Friday, January 08, 2010

MARRIED TO A STORYTELLER

When my right boot was on, and the left one was poised at the tip of a toe I said to David, “Maybe I should warn you that you are in the story I’m telling tonight.”
Story Café was starting in an hour and we were within moments of leaving the house.
“Oh no,” he said. “Don’t tell me.”
I was kind of glad to hear him say that. Really, I didn’t want to tell him, but at the last minute it seemed like I ought to give him some warning. After all, he’s a really good guy who supports everything I do in storytelling. Any time I earn a dollar at it he has generally spent two to make it possible. He arranges his holidays around the festivals I want to go to. He comes home earlier than usual on Story Café nights. So I owe him a lot. Trouble is, I tell a few stories about myself, and it’s hard to tell stories about yourself without making mention of a guy who’s been the main person in your life for 37 years.
“Well tell me,” he said. I guess I shouldn’t have taken him literally when he said not to tell him.
The thing about stories, I mean true stories, is that the facts sometimes fall a little short of supporting the truth—I mean, short of supporting the truth in a manner that makes a really good story. And what is the point of telling any story to people who’ve paid to be at a story event if it isn’t going to be a really good story? So sometimes you have to work with the facts a bit, just bring in facts that really could have happened, knowing the big picture, maybe using a fact or two that didn’t happen on the day that is the day in the story. And sometimes you don’t remember exactly what people said, I mean maybe you know what they might have meant if they had tried to say something, so you use some interesting words they probably said some time.
“You might find some of the facts to be a little different than you remember them,” I warned. I felt it was fair to give him a little warning. I hadn’t wanted to warn him, but then I worried that he might feel the need to adjust the story while I was telling it. That could be disturbing to the other listeners at the café table.
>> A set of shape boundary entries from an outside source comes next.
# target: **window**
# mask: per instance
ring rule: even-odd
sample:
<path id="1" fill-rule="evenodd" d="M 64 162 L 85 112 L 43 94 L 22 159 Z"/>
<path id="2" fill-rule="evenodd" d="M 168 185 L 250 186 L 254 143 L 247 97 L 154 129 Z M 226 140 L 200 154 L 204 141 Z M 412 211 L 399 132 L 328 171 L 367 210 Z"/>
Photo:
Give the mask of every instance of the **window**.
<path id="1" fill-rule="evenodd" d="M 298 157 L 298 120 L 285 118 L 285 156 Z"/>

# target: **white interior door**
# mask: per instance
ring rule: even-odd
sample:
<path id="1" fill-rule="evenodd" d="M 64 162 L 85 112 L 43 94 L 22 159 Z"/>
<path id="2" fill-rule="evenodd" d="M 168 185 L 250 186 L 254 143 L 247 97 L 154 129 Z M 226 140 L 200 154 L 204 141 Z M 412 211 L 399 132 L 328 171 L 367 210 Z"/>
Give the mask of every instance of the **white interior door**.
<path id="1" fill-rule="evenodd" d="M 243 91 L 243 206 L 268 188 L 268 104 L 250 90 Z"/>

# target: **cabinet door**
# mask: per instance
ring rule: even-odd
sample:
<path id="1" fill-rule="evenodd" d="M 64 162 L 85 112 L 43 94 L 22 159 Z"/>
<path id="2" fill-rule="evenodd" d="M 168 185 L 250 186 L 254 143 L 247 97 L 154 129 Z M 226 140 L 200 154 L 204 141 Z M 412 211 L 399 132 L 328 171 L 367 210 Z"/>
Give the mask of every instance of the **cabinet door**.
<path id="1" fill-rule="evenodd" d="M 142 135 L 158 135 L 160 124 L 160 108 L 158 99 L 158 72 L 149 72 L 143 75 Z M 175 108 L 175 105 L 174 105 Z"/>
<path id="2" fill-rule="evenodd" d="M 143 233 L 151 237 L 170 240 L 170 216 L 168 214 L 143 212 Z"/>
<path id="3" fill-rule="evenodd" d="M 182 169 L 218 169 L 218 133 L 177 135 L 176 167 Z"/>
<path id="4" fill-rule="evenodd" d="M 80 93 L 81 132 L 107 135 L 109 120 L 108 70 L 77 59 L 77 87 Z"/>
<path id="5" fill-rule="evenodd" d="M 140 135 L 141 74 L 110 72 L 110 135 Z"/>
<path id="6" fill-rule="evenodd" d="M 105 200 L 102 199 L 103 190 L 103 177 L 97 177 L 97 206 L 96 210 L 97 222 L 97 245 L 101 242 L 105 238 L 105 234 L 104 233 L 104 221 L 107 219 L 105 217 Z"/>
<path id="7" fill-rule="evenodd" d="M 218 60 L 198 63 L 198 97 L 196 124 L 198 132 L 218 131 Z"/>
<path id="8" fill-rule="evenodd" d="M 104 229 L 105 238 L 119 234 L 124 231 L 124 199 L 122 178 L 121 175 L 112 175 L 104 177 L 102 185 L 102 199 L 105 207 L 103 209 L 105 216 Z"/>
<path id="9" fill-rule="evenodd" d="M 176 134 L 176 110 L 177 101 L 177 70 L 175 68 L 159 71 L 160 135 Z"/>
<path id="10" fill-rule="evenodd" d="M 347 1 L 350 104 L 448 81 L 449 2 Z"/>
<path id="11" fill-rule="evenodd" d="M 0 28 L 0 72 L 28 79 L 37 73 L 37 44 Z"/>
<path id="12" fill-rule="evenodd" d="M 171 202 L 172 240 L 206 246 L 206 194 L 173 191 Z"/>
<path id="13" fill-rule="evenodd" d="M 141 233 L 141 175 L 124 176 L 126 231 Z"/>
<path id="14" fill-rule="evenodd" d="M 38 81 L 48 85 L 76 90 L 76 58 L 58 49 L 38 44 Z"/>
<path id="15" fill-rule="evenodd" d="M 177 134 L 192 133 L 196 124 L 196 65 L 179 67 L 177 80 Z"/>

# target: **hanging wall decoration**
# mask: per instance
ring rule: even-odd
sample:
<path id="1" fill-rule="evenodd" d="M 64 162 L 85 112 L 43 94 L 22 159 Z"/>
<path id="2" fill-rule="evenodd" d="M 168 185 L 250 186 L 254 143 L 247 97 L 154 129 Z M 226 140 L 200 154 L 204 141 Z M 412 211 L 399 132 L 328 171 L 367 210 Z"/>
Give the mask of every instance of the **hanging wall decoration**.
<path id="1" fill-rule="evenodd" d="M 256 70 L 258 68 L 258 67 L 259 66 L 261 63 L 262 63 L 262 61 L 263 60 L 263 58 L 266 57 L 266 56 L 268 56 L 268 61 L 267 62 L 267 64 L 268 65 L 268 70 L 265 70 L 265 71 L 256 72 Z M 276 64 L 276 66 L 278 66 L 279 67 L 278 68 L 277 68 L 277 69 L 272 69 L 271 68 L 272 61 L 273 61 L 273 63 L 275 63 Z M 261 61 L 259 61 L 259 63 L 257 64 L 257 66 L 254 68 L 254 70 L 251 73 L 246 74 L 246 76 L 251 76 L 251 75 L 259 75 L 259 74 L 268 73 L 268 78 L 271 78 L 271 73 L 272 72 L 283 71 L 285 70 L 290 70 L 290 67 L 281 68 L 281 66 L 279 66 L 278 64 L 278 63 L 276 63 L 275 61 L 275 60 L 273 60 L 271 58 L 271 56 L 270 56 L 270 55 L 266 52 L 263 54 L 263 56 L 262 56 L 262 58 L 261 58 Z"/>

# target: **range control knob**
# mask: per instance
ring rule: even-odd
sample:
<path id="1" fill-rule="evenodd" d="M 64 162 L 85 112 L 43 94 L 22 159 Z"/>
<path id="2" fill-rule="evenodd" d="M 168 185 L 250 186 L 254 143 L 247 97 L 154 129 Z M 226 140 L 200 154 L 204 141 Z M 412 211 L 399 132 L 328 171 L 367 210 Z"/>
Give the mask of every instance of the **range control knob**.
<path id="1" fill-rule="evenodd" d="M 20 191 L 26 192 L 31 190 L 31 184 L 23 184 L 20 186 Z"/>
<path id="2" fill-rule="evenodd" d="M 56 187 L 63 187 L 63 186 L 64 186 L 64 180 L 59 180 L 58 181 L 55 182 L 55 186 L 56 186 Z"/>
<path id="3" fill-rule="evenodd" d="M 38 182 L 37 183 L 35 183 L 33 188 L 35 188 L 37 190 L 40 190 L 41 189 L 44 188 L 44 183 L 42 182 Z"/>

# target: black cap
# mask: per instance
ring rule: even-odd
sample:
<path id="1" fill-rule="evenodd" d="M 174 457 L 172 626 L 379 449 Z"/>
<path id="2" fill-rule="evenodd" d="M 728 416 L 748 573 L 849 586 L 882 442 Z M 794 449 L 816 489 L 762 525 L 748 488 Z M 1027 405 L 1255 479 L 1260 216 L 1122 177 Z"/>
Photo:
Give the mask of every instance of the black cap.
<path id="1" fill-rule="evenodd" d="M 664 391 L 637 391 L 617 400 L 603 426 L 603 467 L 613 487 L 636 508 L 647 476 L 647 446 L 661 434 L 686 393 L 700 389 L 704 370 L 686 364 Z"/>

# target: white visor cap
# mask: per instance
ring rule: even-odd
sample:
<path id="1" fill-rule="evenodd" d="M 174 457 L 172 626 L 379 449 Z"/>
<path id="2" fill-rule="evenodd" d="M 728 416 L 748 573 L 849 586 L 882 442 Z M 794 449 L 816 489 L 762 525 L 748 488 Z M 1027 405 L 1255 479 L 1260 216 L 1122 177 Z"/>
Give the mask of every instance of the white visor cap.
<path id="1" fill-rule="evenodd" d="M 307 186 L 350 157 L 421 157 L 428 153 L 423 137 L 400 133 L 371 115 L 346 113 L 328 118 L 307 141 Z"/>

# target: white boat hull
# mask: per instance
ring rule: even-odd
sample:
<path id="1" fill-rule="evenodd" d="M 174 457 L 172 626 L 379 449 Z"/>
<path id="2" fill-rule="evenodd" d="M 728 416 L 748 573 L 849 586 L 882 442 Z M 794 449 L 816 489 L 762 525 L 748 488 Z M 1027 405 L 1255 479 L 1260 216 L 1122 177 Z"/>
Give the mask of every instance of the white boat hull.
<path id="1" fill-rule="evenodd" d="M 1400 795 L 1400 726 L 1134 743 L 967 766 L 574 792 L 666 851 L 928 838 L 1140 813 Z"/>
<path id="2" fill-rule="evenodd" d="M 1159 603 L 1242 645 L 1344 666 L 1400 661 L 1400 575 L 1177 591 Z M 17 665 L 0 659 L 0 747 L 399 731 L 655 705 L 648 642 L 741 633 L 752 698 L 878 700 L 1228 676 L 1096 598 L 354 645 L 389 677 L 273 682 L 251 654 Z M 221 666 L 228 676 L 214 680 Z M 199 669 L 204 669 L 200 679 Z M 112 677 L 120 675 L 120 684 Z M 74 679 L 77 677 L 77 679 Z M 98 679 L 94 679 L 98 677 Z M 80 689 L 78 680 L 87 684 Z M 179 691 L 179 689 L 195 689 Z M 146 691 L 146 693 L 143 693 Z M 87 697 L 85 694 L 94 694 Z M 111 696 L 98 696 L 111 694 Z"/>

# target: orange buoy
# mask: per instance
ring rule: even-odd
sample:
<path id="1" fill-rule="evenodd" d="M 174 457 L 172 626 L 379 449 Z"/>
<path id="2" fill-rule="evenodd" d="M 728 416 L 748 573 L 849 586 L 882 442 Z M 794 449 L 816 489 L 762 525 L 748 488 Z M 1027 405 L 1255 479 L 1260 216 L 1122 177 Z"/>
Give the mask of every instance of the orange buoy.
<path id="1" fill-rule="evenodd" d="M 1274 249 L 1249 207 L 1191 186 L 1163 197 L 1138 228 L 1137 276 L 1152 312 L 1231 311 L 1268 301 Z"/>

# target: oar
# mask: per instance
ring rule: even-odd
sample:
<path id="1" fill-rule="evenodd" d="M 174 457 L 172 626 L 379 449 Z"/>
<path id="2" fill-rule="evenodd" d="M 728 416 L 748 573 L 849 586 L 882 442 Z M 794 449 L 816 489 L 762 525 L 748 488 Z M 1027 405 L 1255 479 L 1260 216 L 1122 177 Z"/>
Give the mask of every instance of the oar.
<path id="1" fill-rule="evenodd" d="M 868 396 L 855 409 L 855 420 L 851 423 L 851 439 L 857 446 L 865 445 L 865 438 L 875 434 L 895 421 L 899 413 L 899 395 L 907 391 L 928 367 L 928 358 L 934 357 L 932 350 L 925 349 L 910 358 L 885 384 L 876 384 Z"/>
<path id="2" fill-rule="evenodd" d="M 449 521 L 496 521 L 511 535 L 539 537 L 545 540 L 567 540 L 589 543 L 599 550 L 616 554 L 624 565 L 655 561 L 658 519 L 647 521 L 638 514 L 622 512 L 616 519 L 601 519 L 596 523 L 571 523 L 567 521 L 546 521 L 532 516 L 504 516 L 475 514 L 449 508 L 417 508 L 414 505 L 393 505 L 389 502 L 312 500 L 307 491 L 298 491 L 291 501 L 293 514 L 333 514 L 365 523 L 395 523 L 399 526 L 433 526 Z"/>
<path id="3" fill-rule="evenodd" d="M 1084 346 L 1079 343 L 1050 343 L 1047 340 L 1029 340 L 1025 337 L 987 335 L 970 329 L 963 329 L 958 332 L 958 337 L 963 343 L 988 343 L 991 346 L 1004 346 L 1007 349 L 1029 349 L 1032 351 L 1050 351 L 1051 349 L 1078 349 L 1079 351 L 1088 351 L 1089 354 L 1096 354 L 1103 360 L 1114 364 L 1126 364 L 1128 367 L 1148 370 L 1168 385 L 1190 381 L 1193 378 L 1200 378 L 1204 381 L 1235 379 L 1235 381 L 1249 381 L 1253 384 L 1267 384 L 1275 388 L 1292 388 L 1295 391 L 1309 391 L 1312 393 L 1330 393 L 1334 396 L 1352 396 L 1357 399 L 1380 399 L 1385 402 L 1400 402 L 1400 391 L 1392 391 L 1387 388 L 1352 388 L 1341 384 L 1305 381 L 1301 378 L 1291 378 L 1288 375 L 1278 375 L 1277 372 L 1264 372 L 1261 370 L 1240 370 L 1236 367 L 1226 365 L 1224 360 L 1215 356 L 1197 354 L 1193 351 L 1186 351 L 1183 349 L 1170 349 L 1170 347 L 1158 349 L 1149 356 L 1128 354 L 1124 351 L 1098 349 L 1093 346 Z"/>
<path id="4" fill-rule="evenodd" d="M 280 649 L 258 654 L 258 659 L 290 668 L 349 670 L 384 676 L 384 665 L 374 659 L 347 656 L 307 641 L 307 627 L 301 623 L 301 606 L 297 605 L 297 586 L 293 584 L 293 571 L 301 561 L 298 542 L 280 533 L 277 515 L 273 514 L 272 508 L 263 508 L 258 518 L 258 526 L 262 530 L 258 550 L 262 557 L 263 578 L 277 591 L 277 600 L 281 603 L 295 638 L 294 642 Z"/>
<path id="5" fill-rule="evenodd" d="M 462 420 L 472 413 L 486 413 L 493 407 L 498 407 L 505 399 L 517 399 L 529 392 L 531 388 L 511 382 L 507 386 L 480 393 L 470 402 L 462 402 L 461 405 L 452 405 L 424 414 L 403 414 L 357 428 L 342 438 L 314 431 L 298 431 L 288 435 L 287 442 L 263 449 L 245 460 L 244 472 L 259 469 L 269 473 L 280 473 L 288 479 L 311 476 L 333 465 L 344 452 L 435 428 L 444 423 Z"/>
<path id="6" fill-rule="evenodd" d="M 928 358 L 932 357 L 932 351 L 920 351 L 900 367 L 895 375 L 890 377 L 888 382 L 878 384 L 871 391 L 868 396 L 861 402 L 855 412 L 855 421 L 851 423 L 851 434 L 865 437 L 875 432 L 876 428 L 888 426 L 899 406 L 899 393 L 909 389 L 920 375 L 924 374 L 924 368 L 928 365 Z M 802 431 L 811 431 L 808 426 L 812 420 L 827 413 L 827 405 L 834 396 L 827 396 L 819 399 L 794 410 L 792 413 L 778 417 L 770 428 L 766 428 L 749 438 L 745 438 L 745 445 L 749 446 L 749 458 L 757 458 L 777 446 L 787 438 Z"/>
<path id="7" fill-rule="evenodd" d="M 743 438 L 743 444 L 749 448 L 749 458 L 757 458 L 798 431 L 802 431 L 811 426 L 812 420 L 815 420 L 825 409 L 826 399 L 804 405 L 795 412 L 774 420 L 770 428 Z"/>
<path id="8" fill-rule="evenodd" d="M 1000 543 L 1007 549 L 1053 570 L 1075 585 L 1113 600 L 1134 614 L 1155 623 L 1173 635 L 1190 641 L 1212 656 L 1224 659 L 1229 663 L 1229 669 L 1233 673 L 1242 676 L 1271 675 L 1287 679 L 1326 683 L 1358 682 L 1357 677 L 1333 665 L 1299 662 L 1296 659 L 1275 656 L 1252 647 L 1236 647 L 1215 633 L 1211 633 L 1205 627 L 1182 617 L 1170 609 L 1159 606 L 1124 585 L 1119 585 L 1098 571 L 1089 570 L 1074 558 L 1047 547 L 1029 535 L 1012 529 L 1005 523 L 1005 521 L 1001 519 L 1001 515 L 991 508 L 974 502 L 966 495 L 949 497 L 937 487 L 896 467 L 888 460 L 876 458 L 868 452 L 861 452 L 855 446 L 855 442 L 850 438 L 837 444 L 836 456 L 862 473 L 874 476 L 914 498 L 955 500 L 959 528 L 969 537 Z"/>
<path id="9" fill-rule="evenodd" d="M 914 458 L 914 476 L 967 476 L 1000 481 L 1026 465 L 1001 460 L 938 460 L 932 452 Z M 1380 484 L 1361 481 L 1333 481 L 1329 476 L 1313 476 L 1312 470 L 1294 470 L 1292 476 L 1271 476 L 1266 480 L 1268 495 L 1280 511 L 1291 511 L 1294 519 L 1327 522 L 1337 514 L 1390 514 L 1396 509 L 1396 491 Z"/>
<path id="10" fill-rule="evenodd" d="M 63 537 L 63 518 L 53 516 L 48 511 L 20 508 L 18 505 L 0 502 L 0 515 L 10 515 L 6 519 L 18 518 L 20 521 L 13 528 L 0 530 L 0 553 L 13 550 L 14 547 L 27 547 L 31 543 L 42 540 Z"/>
Actually, I might have left him out altogether if I hadn’t been thinking of the other listeners. I knew that if he was with me and wasn’t in the story, they’d surely be wondering why he wasn’t in the story. It’s so complicated, this storytelling business.
He really wasn’t much in the story. The theme of the evening was Snow and Other Flakes. The story was about Sir John Franklin who got lost looking for the Northwest Passage, Lady Jane Franklin the wife who made Sir John famous, and a really stupid thing I once did. My husband wasn’t mentioned in the first draft, but somehow the whole thing didn’t seem to balance out if the Franklins were a couple and I was a single.
“You’re not much in the story,” I said reassuringly.
He didn’t say anything. I thought perhaps I hadn’t convinced him. I tried again. “You really have a small part, a bit part I’d say.”
“Mmmmmmhmmmmmmm!” he said. He said it in that all-expressive way that tells you a lot. Loosely translated, it meant, “You’re going to pay for this.”
Too late I recognized the trap I’d set myself. If he had to be in a story, he’d better be important. What does it mean if you’re not important in a story told by somebody for whom you’ve been the main man over 37 years?
“The story’s about me,” I said, seeing the need for a remedy. “How can a story be about me without also being about you?” I smiled a smile that I hoped was a seductive, flattering smile. Actually, I’ve never been much good with facial expressions.
“We’re going to be late if you don’t put on your other boot,” he said. He’s always a practical man when it comes to getting to Story Café. And even though he later said that it had been a good story, I do believe that it must be very difficult to be married to a storyteller.